Imperfetti, ma solidi e molto meno tranchant: il russo Kapitan Volkonogov Bezhal di Merkulova e Chupov e il polacco Zeby Nie Bylo Sladow di Matuszynski. L’imbarazzo della scelta è anche per le Coppe Volpi, ai migliori attori. Signore: Olivia Colman (The Lost Daughter), Penelope Cruz (Competencia oficial), Kristen Stewart (Spencer), Anamaria Vartolomei (L’evenement). E signori: Benedict Cumberbatch (The Power of the Dog), Elio Germano (America Latina), Toni Servillo (Qui rido io). Il più bel cast al femminile è quello di Madres paralelas (Cruz + Milena Smit). Al maschile invece, Competencia oficial (Antonio Banderas + Oscar Martinez). Il Premio Marcello Mastroianni al migliore interprete emergente ha fatto decollare carriere: Gael Garcia Bernal, Jennifer Lawrence, Jasmine Trinca. Quest’anno ci provano i giovani Hatzin Navarrete (La Caja), Filippo Scotti (È stata la mano di Dio), Tomasz Zietek (Zeby Nie Bylo Sladow).
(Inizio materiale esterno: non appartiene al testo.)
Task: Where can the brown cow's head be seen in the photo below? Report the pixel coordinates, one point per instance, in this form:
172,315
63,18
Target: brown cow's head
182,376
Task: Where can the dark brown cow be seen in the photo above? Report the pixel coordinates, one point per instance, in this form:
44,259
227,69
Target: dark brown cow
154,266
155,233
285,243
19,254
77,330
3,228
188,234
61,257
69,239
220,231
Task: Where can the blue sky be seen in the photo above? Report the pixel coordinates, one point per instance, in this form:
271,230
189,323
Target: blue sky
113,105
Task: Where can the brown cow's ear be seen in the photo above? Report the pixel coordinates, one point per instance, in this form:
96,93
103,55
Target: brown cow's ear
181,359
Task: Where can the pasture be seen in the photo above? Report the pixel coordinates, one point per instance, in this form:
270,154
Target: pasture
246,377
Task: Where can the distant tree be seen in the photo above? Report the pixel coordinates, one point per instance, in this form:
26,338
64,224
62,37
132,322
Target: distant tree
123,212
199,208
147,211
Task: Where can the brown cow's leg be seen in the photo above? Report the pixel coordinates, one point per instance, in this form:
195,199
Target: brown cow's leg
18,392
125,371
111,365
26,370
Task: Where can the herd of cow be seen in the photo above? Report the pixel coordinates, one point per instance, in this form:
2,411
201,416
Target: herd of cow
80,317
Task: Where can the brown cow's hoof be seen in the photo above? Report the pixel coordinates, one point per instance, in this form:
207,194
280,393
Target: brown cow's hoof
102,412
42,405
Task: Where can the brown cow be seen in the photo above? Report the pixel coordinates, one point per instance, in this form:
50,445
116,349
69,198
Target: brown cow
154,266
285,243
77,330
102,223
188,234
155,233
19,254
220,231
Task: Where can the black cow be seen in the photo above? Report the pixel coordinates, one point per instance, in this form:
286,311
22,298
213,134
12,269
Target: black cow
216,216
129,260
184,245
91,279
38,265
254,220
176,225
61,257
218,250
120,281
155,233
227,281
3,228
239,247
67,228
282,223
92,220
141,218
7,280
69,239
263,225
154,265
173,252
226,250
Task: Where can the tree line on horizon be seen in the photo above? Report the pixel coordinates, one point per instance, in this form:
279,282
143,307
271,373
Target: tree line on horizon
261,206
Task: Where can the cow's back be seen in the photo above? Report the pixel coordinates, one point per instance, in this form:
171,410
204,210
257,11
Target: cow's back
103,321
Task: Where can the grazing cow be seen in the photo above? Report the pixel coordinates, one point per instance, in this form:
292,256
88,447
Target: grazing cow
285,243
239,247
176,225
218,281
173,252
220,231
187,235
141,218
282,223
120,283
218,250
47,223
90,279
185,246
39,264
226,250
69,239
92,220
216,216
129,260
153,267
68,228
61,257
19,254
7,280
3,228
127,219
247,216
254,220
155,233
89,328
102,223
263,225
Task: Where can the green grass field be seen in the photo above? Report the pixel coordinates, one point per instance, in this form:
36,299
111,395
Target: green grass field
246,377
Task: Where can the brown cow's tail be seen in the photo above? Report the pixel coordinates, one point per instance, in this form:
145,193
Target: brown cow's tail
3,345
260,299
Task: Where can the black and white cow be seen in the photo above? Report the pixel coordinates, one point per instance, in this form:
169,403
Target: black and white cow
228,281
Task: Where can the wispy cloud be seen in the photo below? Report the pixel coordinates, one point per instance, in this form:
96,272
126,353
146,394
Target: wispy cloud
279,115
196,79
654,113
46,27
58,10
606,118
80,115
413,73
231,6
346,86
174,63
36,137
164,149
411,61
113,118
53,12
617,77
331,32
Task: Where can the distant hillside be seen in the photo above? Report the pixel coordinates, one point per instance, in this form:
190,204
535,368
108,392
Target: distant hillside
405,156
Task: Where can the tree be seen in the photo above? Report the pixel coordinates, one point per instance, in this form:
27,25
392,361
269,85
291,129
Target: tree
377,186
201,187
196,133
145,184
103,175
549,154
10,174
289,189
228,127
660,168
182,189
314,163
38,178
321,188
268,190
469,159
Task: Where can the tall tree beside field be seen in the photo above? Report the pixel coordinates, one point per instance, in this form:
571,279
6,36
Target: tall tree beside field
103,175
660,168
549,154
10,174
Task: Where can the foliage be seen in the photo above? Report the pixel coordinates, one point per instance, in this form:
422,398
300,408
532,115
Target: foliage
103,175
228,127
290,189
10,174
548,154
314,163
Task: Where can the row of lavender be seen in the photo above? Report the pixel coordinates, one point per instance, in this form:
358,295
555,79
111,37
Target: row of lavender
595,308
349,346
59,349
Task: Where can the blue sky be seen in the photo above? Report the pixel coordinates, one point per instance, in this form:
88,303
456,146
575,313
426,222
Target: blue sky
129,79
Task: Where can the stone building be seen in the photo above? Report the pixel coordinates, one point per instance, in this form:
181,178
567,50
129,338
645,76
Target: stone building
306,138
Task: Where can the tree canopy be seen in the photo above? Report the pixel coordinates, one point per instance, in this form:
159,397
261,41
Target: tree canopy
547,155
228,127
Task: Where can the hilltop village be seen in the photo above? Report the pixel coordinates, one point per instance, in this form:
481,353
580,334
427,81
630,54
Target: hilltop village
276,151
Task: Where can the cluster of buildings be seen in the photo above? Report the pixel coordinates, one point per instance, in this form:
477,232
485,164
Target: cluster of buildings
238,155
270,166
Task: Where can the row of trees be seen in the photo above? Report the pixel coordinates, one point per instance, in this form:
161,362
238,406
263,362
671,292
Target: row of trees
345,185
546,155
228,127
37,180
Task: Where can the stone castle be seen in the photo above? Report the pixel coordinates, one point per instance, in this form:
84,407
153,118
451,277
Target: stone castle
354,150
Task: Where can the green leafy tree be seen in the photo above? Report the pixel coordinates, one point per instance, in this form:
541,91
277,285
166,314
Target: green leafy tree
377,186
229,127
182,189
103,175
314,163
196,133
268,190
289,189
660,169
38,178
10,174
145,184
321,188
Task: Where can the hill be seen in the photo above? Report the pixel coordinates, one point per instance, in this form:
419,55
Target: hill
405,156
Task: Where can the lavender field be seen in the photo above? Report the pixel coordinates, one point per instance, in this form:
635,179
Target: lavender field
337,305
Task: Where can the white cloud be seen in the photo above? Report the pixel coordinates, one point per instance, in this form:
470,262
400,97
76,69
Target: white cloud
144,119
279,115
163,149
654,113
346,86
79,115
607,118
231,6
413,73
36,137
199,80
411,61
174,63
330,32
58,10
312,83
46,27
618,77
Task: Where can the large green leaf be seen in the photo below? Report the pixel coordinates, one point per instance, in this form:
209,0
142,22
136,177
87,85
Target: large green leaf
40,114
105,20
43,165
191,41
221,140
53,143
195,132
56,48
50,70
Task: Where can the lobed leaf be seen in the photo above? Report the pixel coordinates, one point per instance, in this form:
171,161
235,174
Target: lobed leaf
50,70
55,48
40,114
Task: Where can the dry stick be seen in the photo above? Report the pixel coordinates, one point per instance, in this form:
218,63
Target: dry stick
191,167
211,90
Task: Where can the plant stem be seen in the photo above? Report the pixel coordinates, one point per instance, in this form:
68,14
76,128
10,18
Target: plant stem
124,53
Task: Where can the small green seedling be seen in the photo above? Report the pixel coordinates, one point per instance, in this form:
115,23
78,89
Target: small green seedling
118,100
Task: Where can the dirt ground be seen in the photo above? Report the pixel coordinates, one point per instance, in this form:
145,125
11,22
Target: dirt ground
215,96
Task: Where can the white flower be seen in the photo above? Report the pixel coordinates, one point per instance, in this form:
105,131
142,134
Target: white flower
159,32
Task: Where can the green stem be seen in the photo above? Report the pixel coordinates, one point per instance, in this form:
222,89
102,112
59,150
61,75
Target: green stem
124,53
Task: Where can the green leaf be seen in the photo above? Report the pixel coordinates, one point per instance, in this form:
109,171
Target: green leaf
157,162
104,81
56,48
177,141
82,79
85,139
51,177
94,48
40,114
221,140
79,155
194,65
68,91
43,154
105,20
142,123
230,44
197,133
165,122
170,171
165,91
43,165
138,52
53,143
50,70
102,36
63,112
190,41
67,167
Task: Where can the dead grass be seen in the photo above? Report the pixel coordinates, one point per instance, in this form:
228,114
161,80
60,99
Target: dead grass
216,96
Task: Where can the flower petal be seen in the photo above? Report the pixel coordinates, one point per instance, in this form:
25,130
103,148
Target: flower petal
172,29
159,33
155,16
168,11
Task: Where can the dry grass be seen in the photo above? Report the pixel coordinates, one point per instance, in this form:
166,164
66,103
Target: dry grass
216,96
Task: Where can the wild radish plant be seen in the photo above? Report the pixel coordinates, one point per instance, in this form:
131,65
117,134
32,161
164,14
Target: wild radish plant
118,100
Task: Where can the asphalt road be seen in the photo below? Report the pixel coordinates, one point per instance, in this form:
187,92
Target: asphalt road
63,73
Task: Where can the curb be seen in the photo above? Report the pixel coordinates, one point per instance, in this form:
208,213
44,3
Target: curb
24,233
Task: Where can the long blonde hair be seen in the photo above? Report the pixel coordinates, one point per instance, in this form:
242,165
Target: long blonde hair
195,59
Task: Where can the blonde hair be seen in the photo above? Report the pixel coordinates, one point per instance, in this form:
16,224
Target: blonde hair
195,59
A prescindere dai premi, molto importanti ma non fondamentali, la sensazione è che questa edizione veneziana abbia traghettato gli spettatori a una stagione di notevole vitalità artistica. Per il cinema italiano, senza dubbio. Come per i grossi autori, che non hanno fallito, al di là dei sempre inutili paragoni con la loro precedente produzione (The Power of the Dog della Campion, per intenderci, è un’opera di valore senza permettersi i vertici di Lezioni di piano). Idem per le nuove leve, da cui è lecito avere aspettative. È stato difficile imbattersi in un cattivo film in concorso e facile trovarne di molto buoni in altre sezioni (Ariaferma di Leonardo Di Costanzo, La scuola cattolica di Stefano Mordini, per limitarsi a certa produzione nostrana). A freddo si corre il rischio di peccare di ottimismo e sarebbe bene riparlarne tra un po’.

Un termometro più diretto però, sul funzionamento della macchina, è il corollario di star arrivate al Lido. Lontano dagli snobismi radical di certa cinefilia spinta, divi e dive garantiscono sempre una maggiore intensità luminosa. Fra i papabili, tutti (o quasi) sono arrivati. Persino Ben Affleck — qui il cinema lascia spazio al gossip — senza indugio è arrivato a Venezia con la nuova-vecchia-sempre stupenda fiamma Jennifer Lopez. Timothee Chalamet, il meglio vestito nelle occasioni che contano, ha attentato alle norme no-assembramenti, scatenando putiferio tra i fan al tappeto rosso del suo Dune. Tanto pubblico, in una bolla anti Covid che sembra avere retto (come del resto successe anche lo scorso anno. Ma c’era meno gente). Molte persone, insieme e in sicurezza, è un obiettivo da perseguire, per il bene di tutti. E quindi, a Venezia, uscimmo a riveder le stelle.